The room’s door banged opened. “You will accept this position.”
Horst spun around. “Vater.” The walls closed in on him.
His father strode into the room. Though they stood at the same height, Vater still towered over him. “How dare you turn it down.”
Horst clenched and unclenched his fists and tried to keep his voice steady, even though his entire body shook. “I refuse to do your dirty work. If you want to send the Jews east, do it yourself.”
Vater turned to Meier. “Leave us. I’ll teach this boy some manners.”
Horst fingered his sidearm. If he had to use it, could he?
The door clicked shut behind Meier.
“I will not have my son behaving in such a fashion.” Vater took a step forward, his usually pale face burning red. “Do you understand me? You will not speak in such a manner to a superior officer. Or to me.”
“I don’t believe I’m under any obligation to take the offer. What are you doing here, anyway?”
“I traveled all the way from Berlin to congratulate you on your new position. To celebrate with my only remaining child as he finally becomes a man.

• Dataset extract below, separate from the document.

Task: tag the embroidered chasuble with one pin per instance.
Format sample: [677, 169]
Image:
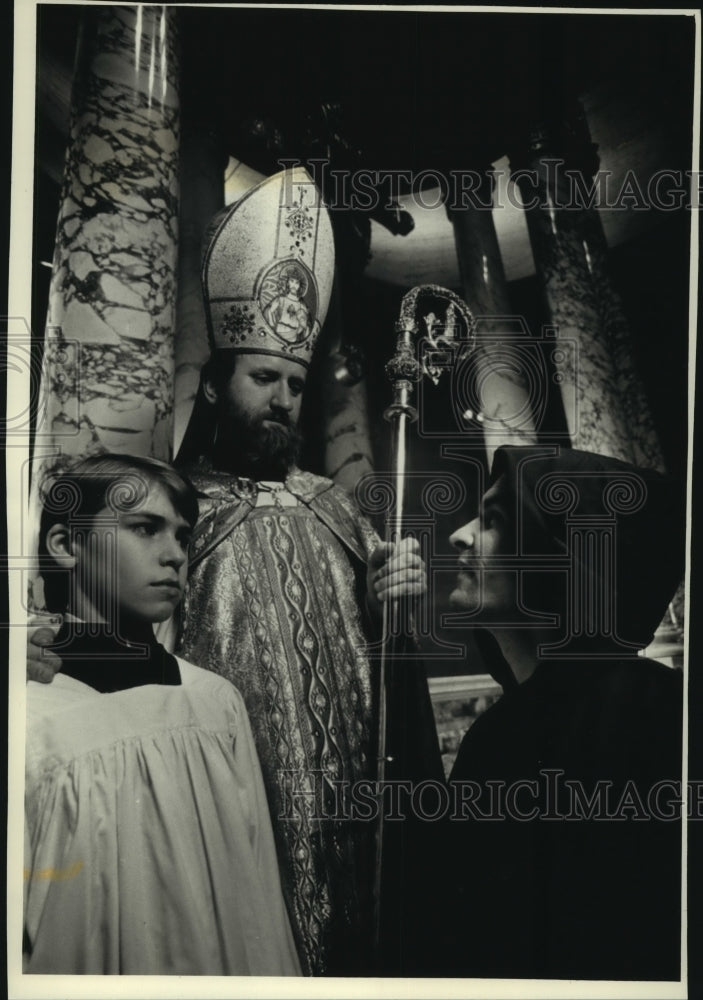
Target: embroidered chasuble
[275, 604]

And then, I hear this.”
“You should have saved yourself the trouble. I won’t do it.”
“You’re a coward.” Vater spat on Horst’s shoes.
“I’m nothing of the sort.” He wasn’t, was he?
“A disgrace to the Fatherland. And to me. How could you do this to me? Ot
to wouldn’t have been so ungrateful. So stubborn. He would have done what I asked. Would have shared our vision for a strong Germany.”
Horst sucked in a breath. He turned from his father and stared out the window at the work detail returning from a hard day’s labor. “Well, I’m not Otto, am I? And that’s what you can’t stand the most. Go dig up his bones, attach strings to them, and make him dance for you. I refuse to do it.”
“You’re a Jew lover, aren’t you?”
Horst held his breath.
“Well, aren’t you?” Vater grabbed him by the upper arm, his grasp vise-like. “That’s why you refuse such an important position.”
“Nein.” Ja. Ja, he was. But that would be the death of him.
“Then I order you to take the job. I’ll have the transfer papers drawn up immediately.”
Horst shook himself free of Vater’s hold and spun to face him. He squared his shoulders, straightened, and puffed out his chest. “You will do no such thing. If I ever want such a job, I will earn it, like every other German soldier must. Until then, I will continue as Minister of Architectural Preservation in Prague. And don’t you ever, ever pay me a surprise visit again. If you don’t leave me alone, I’ll render you unable to bother me.” He clutched the revolver’s grip. “Do I make myself clear?”
A vein bulged in Vater’s neck. “You are no son of mine. Do I make myself clear?”
The slamming of the door reverberated in Horst’s ears.
How could he have ever tried to win Vater’s favor?
How could he have ever wanted to be like him?
The sun just touched the western horizon as German soldiers marched David and the rest of his work detail into the gate at Terezín, under the arch in the thick stone wall. A different gate, the one into the small fortress, read Arbeit Macht Frei. Work Makes You Free.
His body ached from splitting rocks all day long. What on earth could the Germans need with so many stones? They could have built ten pyramids with the ones he split just himself.
A violent cough racked his body. He struggled for breath.
Egon grabbed him by the hand. “Come on. You have to keep up.”
A difficult directive, more so each passing day. His legs were as heavy as any of the rocks in the quarry. He dragged his mallet through the mud, lacking the strength to carry it.